Distributed HTM?

I have dabbled with Thesbian, which is an agent based environment in Python. I did wonder about how nupic HTM might be distributed and the use of agent based concurrency made some sense? I note an amalgam of nupic and torch. What about ray.io? Is it too soon to dream?

Cheers,
A

5 Likes

A year and a half ago, I’d done some work starting an HTM implementation in Elixir, where each column acts as an agent sending messages around in a pool.

Seeing as how we’ve been given some time here, I’ve been dusting that off and looking at revamping it as a web API.
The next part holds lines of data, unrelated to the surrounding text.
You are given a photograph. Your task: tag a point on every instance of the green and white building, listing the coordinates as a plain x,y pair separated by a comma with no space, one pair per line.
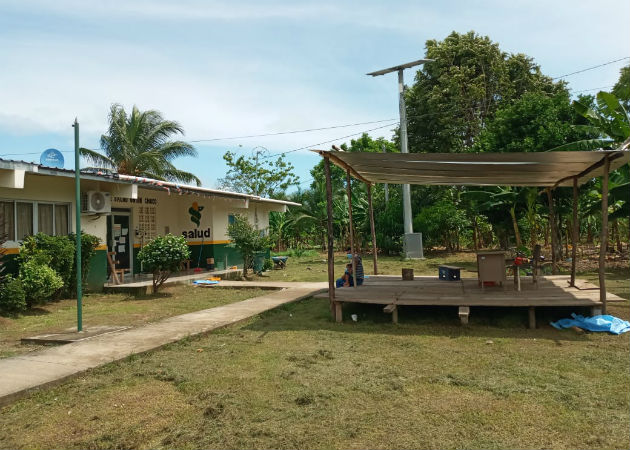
125,212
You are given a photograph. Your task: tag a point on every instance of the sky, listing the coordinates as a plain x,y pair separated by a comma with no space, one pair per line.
231,69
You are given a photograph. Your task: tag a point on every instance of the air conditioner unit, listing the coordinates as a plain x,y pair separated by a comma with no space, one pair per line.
96,202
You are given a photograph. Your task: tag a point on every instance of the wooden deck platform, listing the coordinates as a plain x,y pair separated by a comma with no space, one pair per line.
552,291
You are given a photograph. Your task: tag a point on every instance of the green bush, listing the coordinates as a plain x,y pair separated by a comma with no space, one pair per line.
89,243
247,240
58,251
12,296
40,282
163,256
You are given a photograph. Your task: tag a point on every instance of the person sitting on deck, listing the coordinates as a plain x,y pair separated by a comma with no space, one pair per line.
358,262
346,279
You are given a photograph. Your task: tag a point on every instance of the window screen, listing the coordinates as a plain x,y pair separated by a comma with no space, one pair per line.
61,220
24,220
45,218
7,221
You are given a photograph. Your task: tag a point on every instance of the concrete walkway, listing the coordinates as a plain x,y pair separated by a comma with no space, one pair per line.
21,374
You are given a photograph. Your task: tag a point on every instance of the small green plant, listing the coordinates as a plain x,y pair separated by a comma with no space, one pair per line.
12,296
89,243
163,256
247,240
58,250
40,282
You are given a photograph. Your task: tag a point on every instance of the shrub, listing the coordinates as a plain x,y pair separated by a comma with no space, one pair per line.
89,242
163,256
40,282
12,296
60,252
248,240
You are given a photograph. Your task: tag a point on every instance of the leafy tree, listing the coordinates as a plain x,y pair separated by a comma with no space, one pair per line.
163,256
441,224
248,240
258,174
535,122
139,144
454,96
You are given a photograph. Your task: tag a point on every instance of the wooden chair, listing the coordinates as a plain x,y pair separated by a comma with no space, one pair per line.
115,272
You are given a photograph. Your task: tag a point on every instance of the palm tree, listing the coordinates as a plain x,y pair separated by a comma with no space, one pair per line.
138,144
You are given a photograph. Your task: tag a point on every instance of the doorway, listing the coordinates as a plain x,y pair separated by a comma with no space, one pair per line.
119,238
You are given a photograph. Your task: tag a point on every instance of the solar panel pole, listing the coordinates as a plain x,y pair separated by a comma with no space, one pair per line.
407,220
407,213
77,212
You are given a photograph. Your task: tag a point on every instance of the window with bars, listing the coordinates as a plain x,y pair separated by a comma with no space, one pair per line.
19,219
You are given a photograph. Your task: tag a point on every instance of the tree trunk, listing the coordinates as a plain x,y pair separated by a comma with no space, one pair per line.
547,234
617,236
517,233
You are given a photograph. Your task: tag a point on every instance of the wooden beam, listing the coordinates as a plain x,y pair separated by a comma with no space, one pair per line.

I’ll resurrect my old thread in the morning and bring my repo online.

Be well.

1 Like

IMO it would be interesting to see topology implemented in a distributed manner.

2 Likes

From my experience. Running a single HTM layer on multiple systems is likely a very bad idea. HTM is entirely bounded by the memory bandwidth available to it. Having a distributed system to process a HTM layer is going to drastically decease the effective bandwidth due to communication latency and networks are just slow compare to DRAM.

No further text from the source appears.